Mythology has it that human life is priceless – this sentiment has been reinforced as long as I can remember and is taken as a basic human truth. It is echoed in the Bible when King Solomon had to determine the mother of a child and did so by ordering that the child be split with each woman claiming the maternity of the child receiving half. The true mother of the child pleaded that the child not be cut in half – she preferred that it be given to the other woman rather than die in such a manner – while the other woman saw no problem with the splitting of the child. The child’s mother got her child due to her acknowledgement of the pricelessness of her child’s life.
Closer home, the pricelessness of a life – especially a Kenyan life – has never been more in question.

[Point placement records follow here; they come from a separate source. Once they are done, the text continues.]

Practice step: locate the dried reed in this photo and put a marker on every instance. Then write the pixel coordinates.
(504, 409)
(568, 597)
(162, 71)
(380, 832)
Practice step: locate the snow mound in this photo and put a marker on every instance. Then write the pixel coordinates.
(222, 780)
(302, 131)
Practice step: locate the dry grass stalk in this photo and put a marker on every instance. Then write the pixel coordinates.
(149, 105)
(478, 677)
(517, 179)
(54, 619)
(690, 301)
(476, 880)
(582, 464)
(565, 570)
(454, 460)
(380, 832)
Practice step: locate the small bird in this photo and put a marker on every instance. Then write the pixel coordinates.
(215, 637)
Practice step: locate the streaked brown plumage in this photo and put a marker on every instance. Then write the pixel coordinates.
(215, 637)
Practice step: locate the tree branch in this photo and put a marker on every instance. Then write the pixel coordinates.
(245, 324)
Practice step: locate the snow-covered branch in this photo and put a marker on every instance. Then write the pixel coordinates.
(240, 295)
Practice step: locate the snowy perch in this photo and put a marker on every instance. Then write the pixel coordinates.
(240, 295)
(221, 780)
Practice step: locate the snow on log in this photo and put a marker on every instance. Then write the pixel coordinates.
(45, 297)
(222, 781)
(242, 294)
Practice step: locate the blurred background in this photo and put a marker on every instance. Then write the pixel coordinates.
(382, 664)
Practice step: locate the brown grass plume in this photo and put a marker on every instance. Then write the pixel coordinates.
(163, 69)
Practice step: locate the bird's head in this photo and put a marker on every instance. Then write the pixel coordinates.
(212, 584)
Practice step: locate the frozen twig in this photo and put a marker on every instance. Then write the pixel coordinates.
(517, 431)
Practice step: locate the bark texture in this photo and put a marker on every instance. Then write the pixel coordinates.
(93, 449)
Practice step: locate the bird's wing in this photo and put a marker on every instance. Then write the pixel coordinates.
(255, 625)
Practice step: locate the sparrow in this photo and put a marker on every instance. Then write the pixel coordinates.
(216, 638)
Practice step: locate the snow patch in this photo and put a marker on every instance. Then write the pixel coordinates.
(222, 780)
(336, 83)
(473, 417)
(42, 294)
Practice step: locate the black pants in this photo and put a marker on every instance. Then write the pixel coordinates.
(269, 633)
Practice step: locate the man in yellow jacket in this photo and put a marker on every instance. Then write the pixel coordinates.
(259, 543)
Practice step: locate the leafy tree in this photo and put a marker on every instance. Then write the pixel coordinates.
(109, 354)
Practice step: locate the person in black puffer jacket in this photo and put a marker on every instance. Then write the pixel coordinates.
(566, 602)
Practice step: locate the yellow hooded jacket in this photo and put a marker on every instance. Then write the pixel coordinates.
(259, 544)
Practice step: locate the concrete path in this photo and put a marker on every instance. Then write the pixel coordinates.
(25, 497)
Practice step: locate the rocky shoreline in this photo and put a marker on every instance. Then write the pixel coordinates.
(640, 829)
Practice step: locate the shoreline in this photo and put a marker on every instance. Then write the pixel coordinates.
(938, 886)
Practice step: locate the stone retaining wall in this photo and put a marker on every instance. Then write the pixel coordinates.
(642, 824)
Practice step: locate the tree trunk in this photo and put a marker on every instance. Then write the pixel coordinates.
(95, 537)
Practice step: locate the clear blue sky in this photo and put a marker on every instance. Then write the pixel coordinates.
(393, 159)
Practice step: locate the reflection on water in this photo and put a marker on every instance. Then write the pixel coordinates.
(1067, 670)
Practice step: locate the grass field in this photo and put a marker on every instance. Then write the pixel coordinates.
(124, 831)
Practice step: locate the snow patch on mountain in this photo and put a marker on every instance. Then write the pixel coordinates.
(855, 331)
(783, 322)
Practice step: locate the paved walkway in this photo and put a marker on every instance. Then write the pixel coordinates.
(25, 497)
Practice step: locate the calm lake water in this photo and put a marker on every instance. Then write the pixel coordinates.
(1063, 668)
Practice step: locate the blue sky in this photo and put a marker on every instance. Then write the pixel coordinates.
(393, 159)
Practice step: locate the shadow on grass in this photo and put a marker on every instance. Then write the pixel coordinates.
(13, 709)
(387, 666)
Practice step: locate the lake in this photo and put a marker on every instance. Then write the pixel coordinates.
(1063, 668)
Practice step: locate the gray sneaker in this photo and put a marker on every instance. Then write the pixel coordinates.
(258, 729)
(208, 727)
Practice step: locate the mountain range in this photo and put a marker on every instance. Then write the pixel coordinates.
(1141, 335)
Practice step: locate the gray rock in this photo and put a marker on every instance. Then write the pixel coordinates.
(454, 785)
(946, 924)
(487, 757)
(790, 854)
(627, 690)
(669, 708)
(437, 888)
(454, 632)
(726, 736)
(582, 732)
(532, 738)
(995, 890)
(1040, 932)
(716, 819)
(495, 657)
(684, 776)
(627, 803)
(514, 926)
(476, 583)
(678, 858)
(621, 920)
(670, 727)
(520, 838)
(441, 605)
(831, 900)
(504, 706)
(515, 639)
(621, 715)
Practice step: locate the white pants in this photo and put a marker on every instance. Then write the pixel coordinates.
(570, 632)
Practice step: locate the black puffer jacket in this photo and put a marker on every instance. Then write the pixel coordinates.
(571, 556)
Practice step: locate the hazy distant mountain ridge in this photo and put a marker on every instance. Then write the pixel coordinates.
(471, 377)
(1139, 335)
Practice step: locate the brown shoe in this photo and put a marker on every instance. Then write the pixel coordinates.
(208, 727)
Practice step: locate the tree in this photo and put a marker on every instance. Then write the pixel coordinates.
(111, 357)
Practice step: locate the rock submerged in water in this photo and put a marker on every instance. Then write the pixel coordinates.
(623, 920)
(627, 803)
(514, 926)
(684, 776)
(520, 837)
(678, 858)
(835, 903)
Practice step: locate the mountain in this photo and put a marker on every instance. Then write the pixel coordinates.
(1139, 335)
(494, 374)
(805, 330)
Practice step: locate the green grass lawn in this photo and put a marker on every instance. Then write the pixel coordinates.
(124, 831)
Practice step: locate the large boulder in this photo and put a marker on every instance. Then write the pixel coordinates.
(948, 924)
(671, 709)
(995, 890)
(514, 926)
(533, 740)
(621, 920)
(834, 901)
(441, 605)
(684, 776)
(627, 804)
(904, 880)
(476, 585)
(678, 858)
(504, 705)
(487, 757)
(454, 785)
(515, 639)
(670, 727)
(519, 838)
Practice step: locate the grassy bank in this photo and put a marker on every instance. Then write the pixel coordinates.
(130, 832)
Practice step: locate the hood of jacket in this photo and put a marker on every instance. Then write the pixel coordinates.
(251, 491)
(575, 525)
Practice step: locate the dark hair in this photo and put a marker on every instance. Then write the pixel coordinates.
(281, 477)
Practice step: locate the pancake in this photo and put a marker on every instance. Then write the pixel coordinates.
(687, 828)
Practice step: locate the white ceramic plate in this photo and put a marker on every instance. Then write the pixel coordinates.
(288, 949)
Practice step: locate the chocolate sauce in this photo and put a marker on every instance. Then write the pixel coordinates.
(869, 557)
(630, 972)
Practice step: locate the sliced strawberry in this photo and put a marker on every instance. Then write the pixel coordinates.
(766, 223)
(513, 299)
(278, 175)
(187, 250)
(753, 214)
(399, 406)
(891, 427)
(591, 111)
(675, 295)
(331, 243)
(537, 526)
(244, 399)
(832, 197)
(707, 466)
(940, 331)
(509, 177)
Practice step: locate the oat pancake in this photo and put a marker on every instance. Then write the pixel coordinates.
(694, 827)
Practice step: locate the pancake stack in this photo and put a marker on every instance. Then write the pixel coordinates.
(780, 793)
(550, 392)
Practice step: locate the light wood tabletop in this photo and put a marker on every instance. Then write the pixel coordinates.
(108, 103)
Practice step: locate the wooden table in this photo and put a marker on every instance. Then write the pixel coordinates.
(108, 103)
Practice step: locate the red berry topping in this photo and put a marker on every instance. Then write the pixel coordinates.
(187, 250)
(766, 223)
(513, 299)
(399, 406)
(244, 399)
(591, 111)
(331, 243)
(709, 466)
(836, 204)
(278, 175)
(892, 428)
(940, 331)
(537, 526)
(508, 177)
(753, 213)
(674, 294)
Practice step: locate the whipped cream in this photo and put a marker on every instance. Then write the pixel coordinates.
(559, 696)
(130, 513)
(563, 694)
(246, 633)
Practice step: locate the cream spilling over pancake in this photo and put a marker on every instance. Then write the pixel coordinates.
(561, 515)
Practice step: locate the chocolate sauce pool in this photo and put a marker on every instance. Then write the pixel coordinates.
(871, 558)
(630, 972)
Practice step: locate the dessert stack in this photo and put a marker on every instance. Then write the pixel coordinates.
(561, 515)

I am reminded of several times when I have been in a matatu which has been caught on the wrong side of the law, and when stopped by the police, the driver offers a bribe of no more that KES 1,000 and gets away scot free, putting the lives of 14 to 30 people at risk. In this case, the value that has been placed on each of their lives ranges from KES 33 to 71. I am reminded of rumours that Kenyan passports have been sold to non-citizens for as little as KES 100,000. Perhaps some of these buyers go on to commit crimes such as Garissa attack, which kill 147 students. What is the value of a Kenyan life then? KES 680?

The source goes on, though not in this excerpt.